Responsible and Sustainable Investing by the Company
In managing the investments of the respective funds under management (the “Funds”), Altarius Asset Management Limited (“Altarius” or “the AIFM”) shall aim to take into account, to the extent applicable, sustainability risks and the potential impact of such risks on the returns of the respective Fund investments. A sustainability risk is an environmental, social or governance (“ESG”) event or condition that, if it occurs, could cause an actual or a potential material negative impact on the value of an investment (sustainability risks are referred to as “ESG risks”).
In particular, as part of the investment due diligence process certain governance risks (including management structure and compensation, and board composition) and social risks (including product safety and public health and safety) may be considered alongside other material risks in respect of the target companies and investment products. The due diligence process shall take into account publicly available information and, when and where applicable, discussions with the management of the target companies and other key stakeholders. Any ESG risks will be reflected in the investment memoranda considered by the investment committee of the AIFM as part of its investment management process.
In light of the investment policies of the respective Funds, Altarius generally considers that the potential impact of ESG risks on the returns of Funds under management to be low. However, no assurance can be given that ESG risks will be avoided or, in the event that they arise, effectively mitigated and losses may be incurred.
Negative and Positive Screening
We will actively engage with our clients to understand whether they have concerns about specific activities and/ or industries in order to maintain such exclusions on an on-going basis. In such cases, we will undertake – to the extent possible – to screen target entities and/ or products that promote and provide solutions that are consistent with ESG Factors and shall aim to invest in such products on an on-going basis, as applicable.
The AIFM’s exposure to the sectors identified below would be reduced to a minimum, so that critical issues, as well as specific unmitigated risks, could lead to stop the acquisition process.

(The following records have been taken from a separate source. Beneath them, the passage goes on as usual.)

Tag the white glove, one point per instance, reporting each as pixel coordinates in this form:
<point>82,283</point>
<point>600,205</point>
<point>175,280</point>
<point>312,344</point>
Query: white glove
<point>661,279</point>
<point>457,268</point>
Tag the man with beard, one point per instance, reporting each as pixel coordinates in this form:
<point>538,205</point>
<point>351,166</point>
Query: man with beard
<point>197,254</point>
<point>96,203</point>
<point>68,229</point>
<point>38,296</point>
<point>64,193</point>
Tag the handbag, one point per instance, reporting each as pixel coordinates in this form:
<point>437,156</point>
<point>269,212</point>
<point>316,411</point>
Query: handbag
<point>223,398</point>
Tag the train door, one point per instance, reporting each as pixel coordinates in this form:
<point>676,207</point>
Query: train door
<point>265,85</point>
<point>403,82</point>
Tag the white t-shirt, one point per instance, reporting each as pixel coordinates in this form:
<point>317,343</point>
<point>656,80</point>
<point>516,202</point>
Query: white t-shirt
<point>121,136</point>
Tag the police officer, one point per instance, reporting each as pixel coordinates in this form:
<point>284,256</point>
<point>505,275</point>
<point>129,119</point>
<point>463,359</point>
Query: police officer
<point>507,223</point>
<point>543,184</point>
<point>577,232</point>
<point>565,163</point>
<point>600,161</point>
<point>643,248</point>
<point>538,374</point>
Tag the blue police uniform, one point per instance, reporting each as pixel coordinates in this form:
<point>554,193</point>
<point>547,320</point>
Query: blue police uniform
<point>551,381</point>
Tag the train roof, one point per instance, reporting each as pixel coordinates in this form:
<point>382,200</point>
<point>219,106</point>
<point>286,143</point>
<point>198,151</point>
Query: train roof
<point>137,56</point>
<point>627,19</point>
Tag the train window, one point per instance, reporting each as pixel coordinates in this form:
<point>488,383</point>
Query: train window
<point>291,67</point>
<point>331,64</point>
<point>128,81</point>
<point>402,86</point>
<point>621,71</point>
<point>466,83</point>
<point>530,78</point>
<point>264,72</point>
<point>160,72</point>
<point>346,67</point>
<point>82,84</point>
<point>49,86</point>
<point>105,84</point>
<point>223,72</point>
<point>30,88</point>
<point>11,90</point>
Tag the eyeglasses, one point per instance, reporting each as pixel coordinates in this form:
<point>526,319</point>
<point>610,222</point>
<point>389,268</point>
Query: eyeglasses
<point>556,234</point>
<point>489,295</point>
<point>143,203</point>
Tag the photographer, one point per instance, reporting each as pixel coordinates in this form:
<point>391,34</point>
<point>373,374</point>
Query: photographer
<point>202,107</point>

In this respect, the AIFM may seek the prior advice of the respective investment advisors and/or investment analysts involved within the respective Fund in all cases in which it is willing to carry out an investment in a business whose exclusion from the restricted sectors below is uncertain or when the incidence of the restricted activities on the overall business of the target company is low or minimizeable. Moreover, the AIFM might depart from the aforementioned investment restrictions subject to the prior approval of the investment advisors and/or investment analysts which, in any case, cannot waive the minimum legal and diversification requirements. The aforementioned sectors may, inter alia, include target investments into:
a) Companies whose business activity consists of illegal economic activity of any kind,
b) Companies that substantially focus on the financing and production of a trade-in weapons and ammunition (it being understood that this restriction does not apply to the extent such activities are part of or accessory to explicit European Union policies).
Principle Adverse Impacts
When applicable, Altarius is committed to using its best efforts to take into account the potential adverse impact of its investment decisions. However, it shall be noted that non-financial data of SMEs are not always available in satisfactory quality and quantity to allow the AIFM to fully assess the potential adverse impact of the AIFM’s investment decisions on the global sustainability factors.

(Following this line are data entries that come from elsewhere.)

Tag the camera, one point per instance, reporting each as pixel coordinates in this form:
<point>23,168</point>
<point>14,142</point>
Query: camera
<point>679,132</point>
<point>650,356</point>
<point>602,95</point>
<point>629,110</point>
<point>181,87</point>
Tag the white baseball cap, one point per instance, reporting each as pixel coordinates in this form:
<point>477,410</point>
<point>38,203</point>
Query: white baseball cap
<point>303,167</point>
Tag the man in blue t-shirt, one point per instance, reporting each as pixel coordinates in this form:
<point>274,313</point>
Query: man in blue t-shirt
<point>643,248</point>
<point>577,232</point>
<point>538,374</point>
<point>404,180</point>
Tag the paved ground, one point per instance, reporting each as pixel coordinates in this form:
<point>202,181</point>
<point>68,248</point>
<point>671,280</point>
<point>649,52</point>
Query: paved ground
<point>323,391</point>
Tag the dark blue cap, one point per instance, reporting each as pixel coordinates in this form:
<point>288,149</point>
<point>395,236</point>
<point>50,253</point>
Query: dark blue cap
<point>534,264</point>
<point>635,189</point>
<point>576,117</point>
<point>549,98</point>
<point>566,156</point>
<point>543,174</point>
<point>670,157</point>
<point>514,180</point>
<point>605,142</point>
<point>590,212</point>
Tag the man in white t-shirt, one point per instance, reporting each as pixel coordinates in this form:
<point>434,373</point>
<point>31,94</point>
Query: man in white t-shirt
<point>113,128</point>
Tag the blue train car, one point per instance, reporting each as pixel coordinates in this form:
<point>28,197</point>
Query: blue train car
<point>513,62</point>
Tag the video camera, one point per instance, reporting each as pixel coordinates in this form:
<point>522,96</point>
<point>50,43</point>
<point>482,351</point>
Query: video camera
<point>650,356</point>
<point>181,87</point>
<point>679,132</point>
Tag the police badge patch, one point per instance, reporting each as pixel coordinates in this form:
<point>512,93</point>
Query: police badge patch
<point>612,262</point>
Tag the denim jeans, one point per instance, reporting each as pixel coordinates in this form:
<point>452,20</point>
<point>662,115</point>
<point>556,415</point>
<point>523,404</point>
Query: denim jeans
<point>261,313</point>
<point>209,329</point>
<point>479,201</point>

In considering the above, and due to the size of the AIFM’s operations and the significant resources required to implement a formal monitoring programme, Altarius does not currently assess the adverse impacts that its investment decisions may have on sustainability factors.
Kindly contact Bjorn Grech for a full copy of our ESG Policy.
Alignment of Remuneration Policy with Sustainability Investments
The Remuneration Policy of Altarius does not encourage risk-taking which is inconsistent with its risk profile as well as the risk profiles of the Funds under management. Moreover, and in line with the AIFM’s Remuneration Policy, no variable remuneration is paid to staff unless it is determined to be justified following a performance assessment based on quantitative (financial) as well as qualitative (non-financial) criteria.
Considering the limited impact of variable remuneration of identified employees on the risk profile of the Company’s clients and the nature of the business of the Company (including, where applicable, the delegation of the investment management function to other third-party entities), the Company deems that there is no risk of misalignment with the integration of any sustainability risks in the investment decision making process of the Company in respect of its clients. Furthermore, the AIFM is of the view that its existing structures are sufficient to prevent excessive risk-taking in respect of any sustainability risks.